The earthly kingdom of the Church will continue in the heavenly kingdom (cf. Vatican II, LG § 48). Vatican II also taught (LG §8): "The one Mediator, Christ, established and constantly sustains His one and holy Church as the visible community of faith, hope and love, by which He pours truth and grace upon all.
Jesus is our Way, our Truth, and Our Life (John 14: 5-6). He is the Truth because it is from His teaching that we learn what we need to know to reach Heaven. He entrusted the interpretation and guarding of these truths to His Church, to which He promised divine protection in its teaching.
Jesus is also our Way, since by His example as well as by His teachings, He showed us how we need to live in this world, to attain our eternal goal. We need to follow His rules, the Commandments, and to move also in the direction of the ideals given us in the Eight Beatitudes.
He is our Life, because He gave us the Mass and the seven Sacraments, which feed , nourish, and heal us at every point in our lives. And He gave us His own prayer, the Our Father. Through the Sacraments and prayer we are born again into life, for to those who receive Him "he gave the power to become the sons of God, those who believe in His name, who are not born of blood or of the will of the flesh or of man, but of God (John 1. 12-13).
When we were small, we believed things just because other older people said so. But when we grow up, we should, as St. Peter urged us (1 Peter 3:15),"Always be read to give a defense to anyone who asks you for a reason for the hope that is in you."

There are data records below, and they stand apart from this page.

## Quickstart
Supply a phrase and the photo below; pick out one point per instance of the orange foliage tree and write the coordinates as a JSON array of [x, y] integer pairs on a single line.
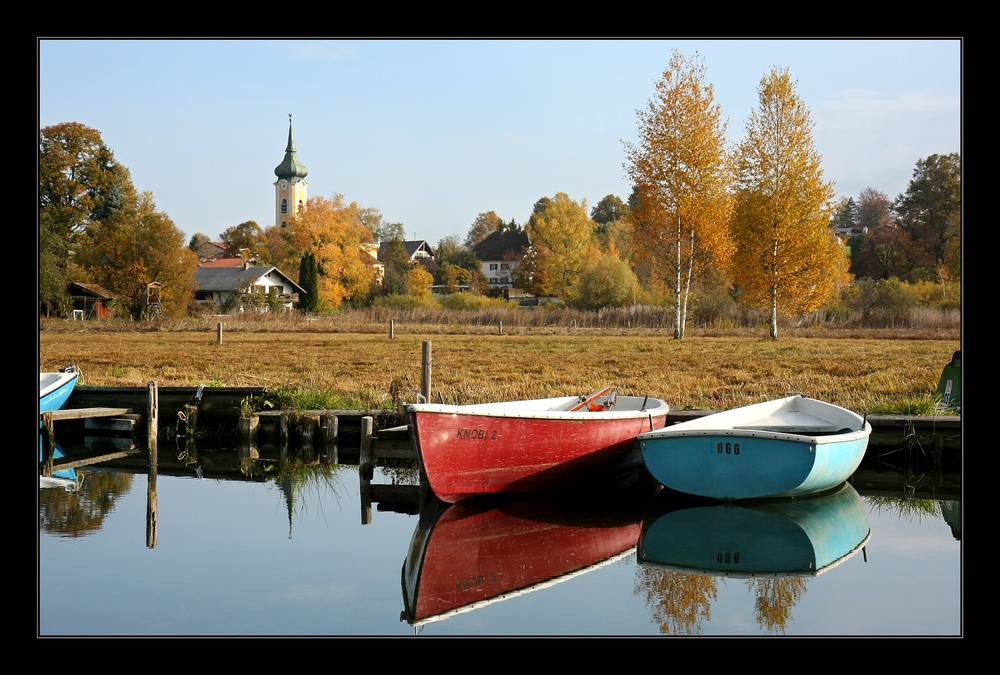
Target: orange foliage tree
[[787, 258], [680, 173], [333, 231]]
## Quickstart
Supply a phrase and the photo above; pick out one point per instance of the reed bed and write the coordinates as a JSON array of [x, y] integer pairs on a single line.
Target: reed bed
[[924, 323], [893, 371]]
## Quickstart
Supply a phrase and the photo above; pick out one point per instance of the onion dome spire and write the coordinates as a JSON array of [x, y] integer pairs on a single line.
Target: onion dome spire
[[291, 169]]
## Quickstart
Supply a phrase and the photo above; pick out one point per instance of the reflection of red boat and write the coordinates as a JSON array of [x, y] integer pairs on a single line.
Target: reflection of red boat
[[471, 554], [526, 446]]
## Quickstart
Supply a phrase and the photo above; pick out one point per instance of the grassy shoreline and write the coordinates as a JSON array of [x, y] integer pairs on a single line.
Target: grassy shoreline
[[888, 373]]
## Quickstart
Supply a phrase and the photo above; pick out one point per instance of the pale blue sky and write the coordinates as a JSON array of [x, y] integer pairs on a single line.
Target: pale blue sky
[[434, 132]]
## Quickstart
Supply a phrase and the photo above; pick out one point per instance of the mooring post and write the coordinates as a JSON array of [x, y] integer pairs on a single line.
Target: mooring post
[[425, 372], [330, 441], [365, 461], [152, 420], [152, 431]]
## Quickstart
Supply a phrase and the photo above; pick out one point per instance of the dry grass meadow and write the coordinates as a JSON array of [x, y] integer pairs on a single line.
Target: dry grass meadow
[[352, 363]]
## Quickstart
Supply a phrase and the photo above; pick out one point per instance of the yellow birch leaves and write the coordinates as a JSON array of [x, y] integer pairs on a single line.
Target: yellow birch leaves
[[787, 259], [680, 174]]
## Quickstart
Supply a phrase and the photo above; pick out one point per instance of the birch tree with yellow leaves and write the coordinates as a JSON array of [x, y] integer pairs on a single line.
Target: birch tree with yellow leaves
[[787, 259], [681, 176], [333, 231]]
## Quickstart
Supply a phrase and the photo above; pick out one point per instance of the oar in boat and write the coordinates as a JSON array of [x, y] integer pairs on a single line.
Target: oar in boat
[[590, 398]]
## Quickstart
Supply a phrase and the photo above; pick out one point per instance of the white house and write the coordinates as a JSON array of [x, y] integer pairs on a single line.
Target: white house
[[217, 285], [499, 255]]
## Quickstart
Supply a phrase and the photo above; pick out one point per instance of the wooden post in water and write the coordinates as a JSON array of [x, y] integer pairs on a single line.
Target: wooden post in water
[[331, 438], [425, 372], [152, 419], [365, 460], [152, 431]]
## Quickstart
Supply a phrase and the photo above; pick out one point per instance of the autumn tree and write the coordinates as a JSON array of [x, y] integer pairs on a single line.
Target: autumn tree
[[844, 214], [309, 281], [135, 246], [560, 233], [930, 210], [79, 182], [608, 210], [417, 282], [605, 281], [874, 209], [247, 235], [333, 231], [483, 226], [787, 259], [680, 172]]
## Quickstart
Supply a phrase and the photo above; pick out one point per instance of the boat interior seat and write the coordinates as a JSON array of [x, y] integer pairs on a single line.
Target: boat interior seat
[[793, 422]]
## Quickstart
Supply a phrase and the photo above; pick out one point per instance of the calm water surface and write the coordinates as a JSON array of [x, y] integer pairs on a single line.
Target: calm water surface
[[272, 555]]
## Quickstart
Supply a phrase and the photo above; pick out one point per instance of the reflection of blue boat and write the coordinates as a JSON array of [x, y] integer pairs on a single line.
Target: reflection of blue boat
[[786, 447], [54, 388], [787, 537]]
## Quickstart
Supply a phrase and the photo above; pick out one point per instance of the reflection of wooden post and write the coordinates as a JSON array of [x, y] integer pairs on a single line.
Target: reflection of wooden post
[[50, 442], [366, 501], [151, 507], [425, 372]]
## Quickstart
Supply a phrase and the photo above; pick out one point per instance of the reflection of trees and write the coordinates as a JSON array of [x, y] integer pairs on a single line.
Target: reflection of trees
[[680, 602], [74, 514], [774, 601]]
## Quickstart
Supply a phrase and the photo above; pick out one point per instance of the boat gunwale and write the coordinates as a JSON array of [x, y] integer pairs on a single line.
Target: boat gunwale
[[724, 432], [58, 381], [498, 410], [740, 422]]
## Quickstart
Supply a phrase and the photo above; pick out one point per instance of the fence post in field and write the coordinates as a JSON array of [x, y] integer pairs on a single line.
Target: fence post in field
[[425, 372]]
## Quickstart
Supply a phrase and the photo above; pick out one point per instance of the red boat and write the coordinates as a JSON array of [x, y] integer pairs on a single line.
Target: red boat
[[526, 446]]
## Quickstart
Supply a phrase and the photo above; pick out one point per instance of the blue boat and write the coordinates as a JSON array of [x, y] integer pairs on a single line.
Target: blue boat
[[54, 388], [787, 447], [66, 479], [768, 538]]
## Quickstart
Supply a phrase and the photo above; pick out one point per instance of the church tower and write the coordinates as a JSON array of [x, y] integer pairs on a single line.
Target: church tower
[[290, 189]]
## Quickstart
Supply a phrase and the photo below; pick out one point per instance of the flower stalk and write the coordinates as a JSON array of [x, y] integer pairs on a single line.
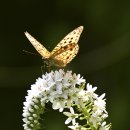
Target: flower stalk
[[67, 93]]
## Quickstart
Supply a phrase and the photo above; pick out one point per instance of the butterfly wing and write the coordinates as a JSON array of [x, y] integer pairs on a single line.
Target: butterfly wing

Let us sketch the chief lines of how this is done. We begin with the Gospels, but do not at first look upon them as inspired - we still have to prove that. So for now, we think of them only as ancient documents. We give them many tests, such as we use on other ancient documents. We reach the point where it is clear we can get from them a few simple, uncomplicated facts about Jesus (We mean things not entwined in an ancient culture, things that eyes and ears can pick up so directly and without any need of interpretation that danger of bias is not present). We look and find these six simple things: 1) There was a man called Jesus. 2) He claimed He was sent from God, as a sort of messenger. 3) He did enough, by working miracles in situations where there was a tie established between the miracle and His claims (e.g., Mark 2:1-12, where He cured the paralytic to prove He had forgiven the man's sins). 4)He had an inner circle in the crowds that followed Him, and He spoke more to them, and (5) told them to continue His work, His teaching. 6) He promised God would protect their teachings: "He who hears you hears me" (Luke 10:16. Cf. Matthew 1:17-18). He identifies with them - that is, says He who hears you hears me - not just in the way in which He identifies with the poor. No, He says they are speaking in His place as teachers, not as poor. So, finally, we see in front of us a group or Church, with a commission to teach by a messenger from God, and promised divine protection on that teaching. Then we not only may but should believe its teachings. Among other things, it tells us that this messenger from God was really God, that the ancient documents we used are really inspired, that there is a Pope, and what powers he has.